In her return to competition this week at the Donna Andrews Invitational, Beth Lillie found herself on top.

The lost months of Beth Lillie’s junior season at the University of Virginia were spent back home in Fullerton, California, in front of a net strung between two trees in her back yard. She putted on carpet. Golfers everywhere have known this drill in 2020.

Lillie, however, had a mature mantra: “My game is my game, I’m not going to lose it just because I can’t be out on a golf course.”

Nearly four months have passed since Lillie last teed it up with Virginia at the Darius Rucker Intercollegiate. In her return to competition this week at the Donna Andrews Invitational, Lillie found herself on top. The mantra proved true.

Scores: Donna Andrews Invitational

East Coast golf has blown Lillie’s mind. Perhaps more accurately, one course in particular. While spending some time with friends in Philadelphia earlier this summer, California native got a chance to tee it up at both Aronimink Golf Club and Pine Valley, an ultra-private golf gem that tops the Golfweek’s Best Classic Courses list.

“Just crazy, out-of-my-mind awesome,” Lillie said.

Asked for more context, Lillie offered this: “Even if you’re having a bad round, you’re having a good day.” But Lillie had a good day, firing 68 there.

Lillie found golf’s hallowed ground to be good prep for the week at Boonsboro Country Club in Lynchburg, Virginia. Lillie fired rounds of 73-69-67 to win at 7 under. That was six shots better than runner-up Becca DiNunzio, who will be a sophomore at Virginia Tech.

“I’ve been striking it well for a little bit now and practicing at Pine Valley and other great courses, it makes you want to miss small and I think I did a good job of that at Boonsboro,” Lillie said. “The greens are the teeth of the course for sure.”

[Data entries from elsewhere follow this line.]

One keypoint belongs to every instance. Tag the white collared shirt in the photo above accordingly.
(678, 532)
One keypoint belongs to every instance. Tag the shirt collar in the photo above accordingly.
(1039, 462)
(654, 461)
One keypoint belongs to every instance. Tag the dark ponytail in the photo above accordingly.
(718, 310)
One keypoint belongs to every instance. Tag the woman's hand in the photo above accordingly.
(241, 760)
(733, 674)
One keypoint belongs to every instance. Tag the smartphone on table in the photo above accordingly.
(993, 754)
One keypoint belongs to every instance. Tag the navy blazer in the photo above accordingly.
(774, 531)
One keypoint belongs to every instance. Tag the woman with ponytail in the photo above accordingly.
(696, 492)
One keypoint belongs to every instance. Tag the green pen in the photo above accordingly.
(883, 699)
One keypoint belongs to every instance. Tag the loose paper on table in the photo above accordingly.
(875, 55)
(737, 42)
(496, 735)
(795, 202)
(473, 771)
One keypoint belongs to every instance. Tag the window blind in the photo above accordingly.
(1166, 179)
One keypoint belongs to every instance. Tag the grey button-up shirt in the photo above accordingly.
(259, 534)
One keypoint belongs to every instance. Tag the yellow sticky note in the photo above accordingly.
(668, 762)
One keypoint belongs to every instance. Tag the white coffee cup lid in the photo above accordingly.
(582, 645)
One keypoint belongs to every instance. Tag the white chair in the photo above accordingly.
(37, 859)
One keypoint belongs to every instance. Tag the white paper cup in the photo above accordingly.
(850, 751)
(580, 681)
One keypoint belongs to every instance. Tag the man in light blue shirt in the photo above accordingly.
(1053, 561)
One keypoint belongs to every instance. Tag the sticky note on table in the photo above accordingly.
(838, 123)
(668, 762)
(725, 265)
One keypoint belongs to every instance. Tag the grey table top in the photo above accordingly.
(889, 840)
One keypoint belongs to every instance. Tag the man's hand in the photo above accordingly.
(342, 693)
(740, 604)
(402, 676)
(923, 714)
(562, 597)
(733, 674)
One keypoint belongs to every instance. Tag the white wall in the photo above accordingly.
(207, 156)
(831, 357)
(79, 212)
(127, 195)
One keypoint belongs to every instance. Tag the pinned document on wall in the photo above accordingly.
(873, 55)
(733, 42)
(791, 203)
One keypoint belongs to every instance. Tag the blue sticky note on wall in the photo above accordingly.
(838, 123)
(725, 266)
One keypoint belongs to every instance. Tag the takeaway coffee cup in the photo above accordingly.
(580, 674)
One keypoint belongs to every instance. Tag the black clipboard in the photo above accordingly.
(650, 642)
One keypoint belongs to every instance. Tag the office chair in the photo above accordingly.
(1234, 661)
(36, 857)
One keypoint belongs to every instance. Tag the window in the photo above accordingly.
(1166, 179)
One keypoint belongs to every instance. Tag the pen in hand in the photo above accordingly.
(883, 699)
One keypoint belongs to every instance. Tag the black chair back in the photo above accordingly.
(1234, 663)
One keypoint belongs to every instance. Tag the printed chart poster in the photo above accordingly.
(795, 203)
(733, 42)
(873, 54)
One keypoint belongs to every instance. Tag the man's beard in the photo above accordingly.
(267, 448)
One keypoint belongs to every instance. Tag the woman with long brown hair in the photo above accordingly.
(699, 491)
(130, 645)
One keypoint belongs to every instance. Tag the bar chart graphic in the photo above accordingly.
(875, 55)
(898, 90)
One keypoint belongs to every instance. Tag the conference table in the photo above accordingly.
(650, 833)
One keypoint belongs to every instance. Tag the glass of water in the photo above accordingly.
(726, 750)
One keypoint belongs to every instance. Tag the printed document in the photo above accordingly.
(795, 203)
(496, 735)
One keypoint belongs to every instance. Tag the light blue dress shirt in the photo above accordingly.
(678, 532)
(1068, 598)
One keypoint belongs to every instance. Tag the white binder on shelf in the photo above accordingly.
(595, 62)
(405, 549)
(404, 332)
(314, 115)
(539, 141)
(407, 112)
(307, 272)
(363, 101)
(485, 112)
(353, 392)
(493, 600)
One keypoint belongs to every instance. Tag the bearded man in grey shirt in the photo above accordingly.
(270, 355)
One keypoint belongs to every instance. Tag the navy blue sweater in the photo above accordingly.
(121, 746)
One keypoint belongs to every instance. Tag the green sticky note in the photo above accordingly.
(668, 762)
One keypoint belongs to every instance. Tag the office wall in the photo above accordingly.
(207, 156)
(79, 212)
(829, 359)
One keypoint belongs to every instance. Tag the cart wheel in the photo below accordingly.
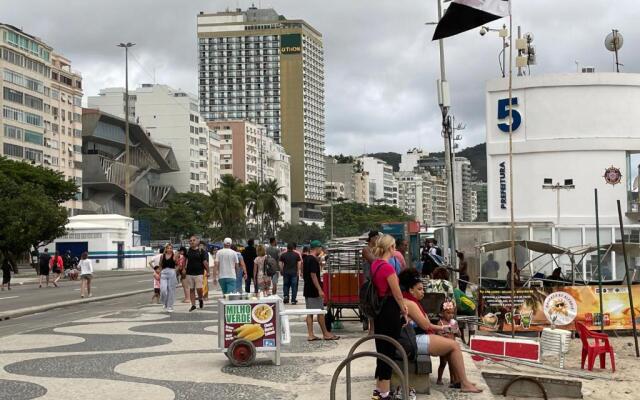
(241, 353)
(329, 319)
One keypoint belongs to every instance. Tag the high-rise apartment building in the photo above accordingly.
(257, 65)
(383, 185)
(480, 188)
(41, 107)
(411, 198)
(170, 117)
(214, 159)
(247, 153)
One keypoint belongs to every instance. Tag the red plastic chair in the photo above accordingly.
(600, 347)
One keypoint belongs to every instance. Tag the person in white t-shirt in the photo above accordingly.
(155, 260)
(225, 268)
(86, 274)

For a long time, Lillie was able to base her game on length, knowing she’d have wedges into greens. She’s recently focused more on placement – being accurate with those short irons and wedges in her hand. This week was the first time she’d seen Boonsboro, a classic layout in Central Virginia. She played one practice round the day before the event.

“My first round was kind of like a second practice round,” she said. “I learned a lot about the whole course.”

Lillie didn’t have a single double-bogey in 54 holes at Boonsboro, and ultimately won on the strength of a final-round 67 that included an eagle on the third hole. She drove it through the fairway and into the left rough, hit 3-wood to 12 feet and holed the downhill putt.

DiNunzio had just birdied her first three holes, so Lillie felt she needed to answer.

“I started with two pars and feeling not in the driver’s seat,” Lillie said. Three closing birdies on the back nine, including one at No. 18, greatly helped her cause.

Lillie’s game has gained another dimension as she’s played more golf on the other side of the country from her Southern California home. Often, she has noticed, East Coast courses have a bigger and grander feel, as if the course truly fits into the place carved out for it. Sometimes golf in Southern California, she says, can feel squeezed into a city or onto the side of a hill.

“It gives you a different feeling,” she said of the courses she’s experienced since branching out in the game and making a cross-country move for college golf.

Lillie played her way into the 2015 U.S. Women’s Open at Lancaster Country Club in Lancaster, Pennsylvania. She missed the cut that week, but it remains and important part of her story.

“I was 16 when I played and was so nervous I couldn’t even think,” she said.

What sticks with her most from that week came from her dad. Have fun, he said. She would play well if she had fun.

“I think that’s something I carry with me every round.”